Figure 1.

Method used for macroscopic impedance measurements and numerical simulations in different preparations. (A) Scheme of the experimental setup. Left: Two borosilicate micropipettes with silver-chloride electrodes and a ground electrode are placed in the ACSF solution. One electrode is used in whole-cell configuration to send white-noise current and simultaneously measure the voltage response of the recorded neuron (acquisition sampling rate: 50 kHz); the other electrode used as a reference is located 5 to 10 μm away from the recorded neuron. Middle: Frozen Gaussian white noise (amplitude: ± 5 to 20 pA; duration: 20 s) is injected repeatedly into patched neurons.

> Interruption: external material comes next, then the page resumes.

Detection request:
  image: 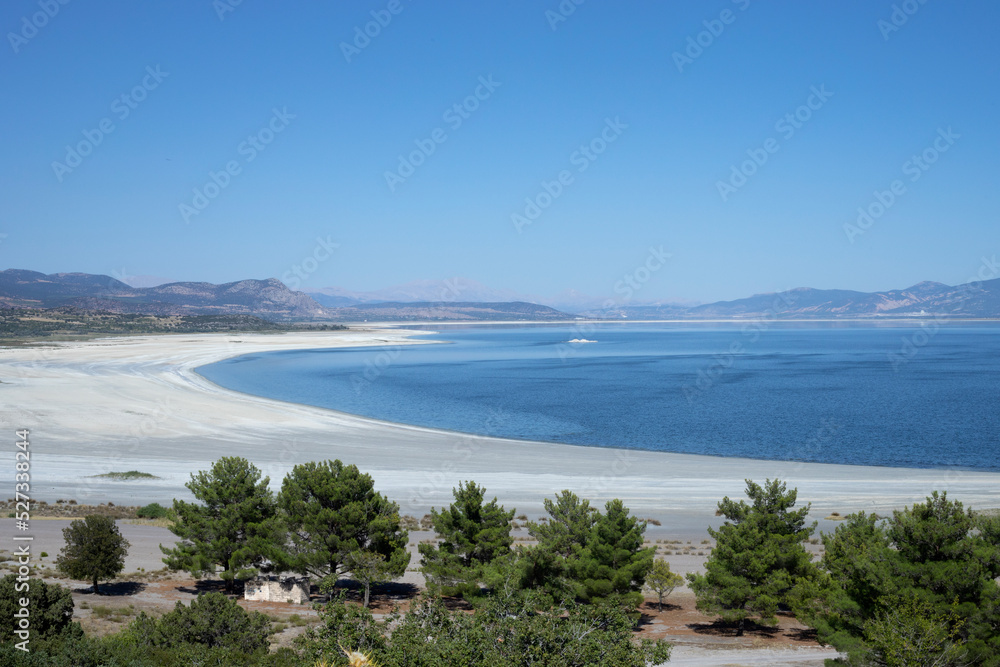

Right: Fourier modulus of the injected current as a function of frequency confirms that each frequency from 0 to 10,000 Hz is uniformly sampled. (B) Equivalent electrical circuit between intracellular and extracellular electrodes. (C) Equivalent electrical circuit between the extracellular electrode and the ground. Z_a is the impedance of the region defined by the isopotential surface ${\mathcal{S}}_1$ passing through the extracellular electrode and the first isopotential surface ${\mathcal{S}}_g$ that totally includes the neuron, $Z_s$ is the impedance of the part of the soma included between ${\mathcal{S}}_1$ and ${\mathcal{S}}_g$, Z_d is the input impedance of the dendrite between surfaces ${\mathcal{S}}_1$, ${\mathcal{S}}_g$, and Z_g is the impedance of the region between ${\mathcal{S}}_g$ and the ground. $Z_g=\left(Z_a\left|\left|Z_s\right|\right|Z_d\right)\oplus R_g$ where $\parallel$ means “in parallel” and $\oplus$ “in series.” To see this figure in color, go online.